沈若宓一动不动地对沈皇后道:“姑姑,裴沈两家是姻亲,一荣俱荣,一损俱损,沈家出事,裴家也不可能置身事外,我信孝均不会干出草菅人命之事,何况他为何要陷害二弟?完全没有道理,主审官又不是只有他一个,且二弟若是没做亏心事,何惧人言?倘若他当真做出了如此卑鄙龌龊之事,杀了他也是为沈家清理门户!”
“一派胡言!”
沈皇后猛地抬头,尖锐愤怒的利光射向沈若宓,“沈年年,你宁可相信裴孝均一个外人也不肯信自己的亲姑姑和亲弟弟?你可还记得你自己姓什么,你姓沈!是不是以为嫁到了裴家,他待你有几分好,你就真成裴家妇了!”
“我告诉你,一荣俱荣一损俱损的是沈家,你二弟今日死了,明日你我也休想置身事外!你生是沈家的人,死也是沈家的鬼!”

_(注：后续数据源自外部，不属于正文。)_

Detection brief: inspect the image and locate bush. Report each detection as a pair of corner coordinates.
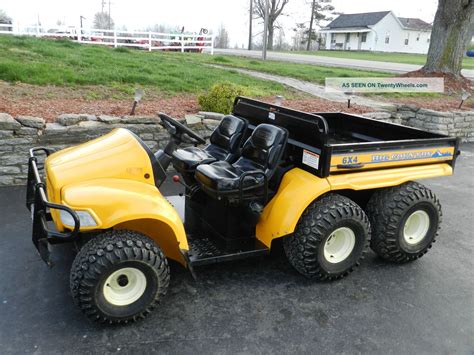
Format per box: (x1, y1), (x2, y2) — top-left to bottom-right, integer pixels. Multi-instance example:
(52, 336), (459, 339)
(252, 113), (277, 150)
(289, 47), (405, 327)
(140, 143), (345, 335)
(198, 82), (244, 114)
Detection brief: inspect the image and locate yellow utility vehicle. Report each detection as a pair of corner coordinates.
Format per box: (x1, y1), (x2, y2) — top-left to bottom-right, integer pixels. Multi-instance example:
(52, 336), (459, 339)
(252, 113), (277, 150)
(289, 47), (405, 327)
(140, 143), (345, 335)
(26, 97), (459, 323)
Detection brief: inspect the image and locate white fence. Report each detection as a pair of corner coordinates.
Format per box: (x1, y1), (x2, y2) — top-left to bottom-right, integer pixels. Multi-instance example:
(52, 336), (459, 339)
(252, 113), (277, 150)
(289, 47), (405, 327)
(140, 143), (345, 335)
(0, 23), (214, 54)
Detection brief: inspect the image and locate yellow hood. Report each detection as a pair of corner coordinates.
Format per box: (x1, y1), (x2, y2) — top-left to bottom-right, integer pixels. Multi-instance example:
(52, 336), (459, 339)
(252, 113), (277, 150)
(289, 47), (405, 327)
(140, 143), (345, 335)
(45, 128), (154, 203)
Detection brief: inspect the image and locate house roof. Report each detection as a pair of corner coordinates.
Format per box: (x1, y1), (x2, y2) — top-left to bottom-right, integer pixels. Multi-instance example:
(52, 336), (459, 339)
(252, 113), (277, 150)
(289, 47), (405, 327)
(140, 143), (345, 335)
(327, 11), (390, 28)
(326, 11), (432, 31)
(398, 17), (432, 30)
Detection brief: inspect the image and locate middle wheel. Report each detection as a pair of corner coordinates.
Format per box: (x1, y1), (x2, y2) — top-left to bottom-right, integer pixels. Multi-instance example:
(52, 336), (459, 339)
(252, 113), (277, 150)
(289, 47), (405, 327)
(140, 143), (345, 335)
(283, 194), (370, 280)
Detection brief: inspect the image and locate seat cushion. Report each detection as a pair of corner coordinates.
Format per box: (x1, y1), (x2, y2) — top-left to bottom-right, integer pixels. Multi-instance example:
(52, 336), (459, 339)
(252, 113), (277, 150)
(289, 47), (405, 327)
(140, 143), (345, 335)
(173, 147), (220, 171)
(195, 161), (264, 193)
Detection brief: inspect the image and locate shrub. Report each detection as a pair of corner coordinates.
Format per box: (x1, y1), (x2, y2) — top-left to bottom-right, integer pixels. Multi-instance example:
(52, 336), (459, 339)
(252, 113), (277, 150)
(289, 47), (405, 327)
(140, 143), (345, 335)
(198, 82), (244, 114)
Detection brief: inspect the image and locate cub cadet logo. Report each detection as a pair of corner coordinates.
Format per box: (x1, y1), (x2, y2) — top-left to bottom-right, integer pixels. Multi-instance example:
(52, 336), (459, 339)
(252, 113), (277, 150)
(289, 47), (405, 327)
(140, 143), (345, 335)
(372, 150), (451, 163)
(342, 157), (358, 164)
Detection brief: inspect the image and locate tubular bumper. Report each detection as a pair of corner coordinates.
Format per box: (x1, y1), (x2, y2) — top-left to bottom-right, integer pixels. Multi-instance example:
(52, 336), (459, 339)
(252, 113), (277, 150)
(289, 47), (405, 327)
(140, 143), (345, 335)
(26, 147), (80, 267)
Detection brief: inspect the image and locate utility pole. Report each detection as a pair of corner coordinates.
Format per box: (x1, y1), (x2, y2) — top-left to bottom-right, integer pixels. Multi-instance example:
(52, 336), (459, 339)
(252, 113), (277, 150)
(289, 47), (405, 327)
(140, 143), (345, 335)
(262, 0), (269, 60)
(109, 0), (111, 30)
(249, 0), (253, 51)
(306, 0), (316, 51)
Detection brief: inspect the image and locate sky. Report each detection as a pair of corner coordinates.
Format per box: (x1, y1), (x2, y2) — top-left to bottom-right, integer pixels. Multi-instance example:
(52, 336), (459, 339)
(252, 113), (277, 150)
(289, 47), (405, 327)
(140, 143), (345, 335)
(0, 0), (438, 47)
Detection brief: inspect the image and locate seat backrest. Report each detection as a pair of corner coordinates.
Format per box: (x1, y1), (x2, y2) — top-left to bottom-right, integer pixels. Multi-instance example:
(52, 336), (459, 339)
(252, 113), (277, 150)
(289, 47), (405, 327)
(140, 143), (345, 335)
(210, 115), (247, 154)
(234, 123), (288, 178)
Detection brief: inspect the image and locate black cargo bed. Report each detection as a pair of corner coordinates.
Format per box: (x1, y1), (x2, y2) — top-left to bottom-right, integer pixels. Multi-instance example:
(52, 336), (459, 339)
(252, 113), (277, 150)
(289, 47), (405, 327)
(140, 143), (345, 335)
(233, 97), (459, 177)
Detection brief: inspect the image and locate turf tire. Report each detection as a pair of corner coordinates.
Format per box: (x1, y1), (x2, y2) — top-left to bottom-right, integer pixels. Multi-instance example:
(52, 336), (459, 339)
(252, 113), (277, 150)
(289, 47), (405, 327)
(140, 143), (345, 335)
(366, 181), (442, 263)
(70, 230), (170, 324)
(283, 194), (370, 281)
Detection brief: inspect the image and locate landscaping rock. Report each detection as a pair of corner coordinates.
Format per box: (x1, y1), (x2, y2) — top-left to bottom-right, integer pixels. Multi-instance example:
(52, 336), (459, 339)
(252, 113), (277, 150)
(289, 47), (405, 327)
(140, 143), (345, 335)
(199, 111), (225, 121)
(97, 115), (122, 124)
(184, 115), (204, 126)
(0, 112), (21, 131)
(79, 113), (97, 121)
(58, 113), (87, 126)
(397, 104), (420, 112)
(16, 116), (46, 129)
(122, 116), (160, 124)
(15, 127), (38, 136)
(364, 112), (392, 120)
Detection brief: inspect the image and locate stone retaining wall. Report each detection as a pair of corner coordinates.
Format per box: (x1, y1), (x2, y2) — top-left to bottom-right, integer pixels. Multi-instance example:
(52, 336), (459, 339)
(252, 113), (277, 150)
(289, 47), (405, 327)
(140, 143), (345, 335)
(364, 105), (474, 142)
(0, 105), (474, 186)
(0, 113), (219, 186)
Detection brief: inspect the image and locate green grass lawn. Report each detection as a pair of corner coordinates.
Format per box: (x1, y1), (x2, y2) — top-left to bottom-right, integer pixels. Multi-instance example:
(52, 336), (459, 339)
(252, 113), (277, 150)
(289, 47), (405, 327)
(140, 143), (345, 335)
(199, 55), (392, 84)
(0, 35), (387, 96)
(284, 50), (474, 69)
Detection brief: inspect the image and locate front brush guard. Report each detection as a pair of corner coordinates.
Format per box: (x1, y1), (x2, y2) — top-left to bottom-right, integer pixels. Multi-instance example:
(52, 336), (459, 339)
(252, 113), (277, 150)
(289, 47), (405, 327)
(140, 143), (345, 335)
(26, 147), (80, 267)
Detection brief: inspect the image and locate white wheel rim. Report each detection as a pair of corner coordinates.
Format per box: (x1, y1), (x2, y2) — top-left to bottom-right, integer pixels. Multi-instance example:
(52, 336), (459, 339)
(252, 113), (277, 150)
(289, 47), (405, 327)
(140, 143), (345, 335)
(103, 267), (146, 306)
(403, 210), (430, 245)
(324, 227), (355, 264)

沈若宓冷冷道:“什么裴家妇沈家女,我不懂这样的道理,沈定奚恐怕也不懂,谁对我好谁对我不好,我自个儿心里有数得很,他曾经一心想除掉我给他的亲妹妹让位,他不拿我当姐姐,凭什么我要拿他当弟弟!孝均真要害你,黄河大坝案时他便早就动手,可他没有,而是还了所有人一个公道!”
“孰是孰非,自有公理定论,若沈定奚是冤枉的,三位主审官也不会平白冤枉了他!”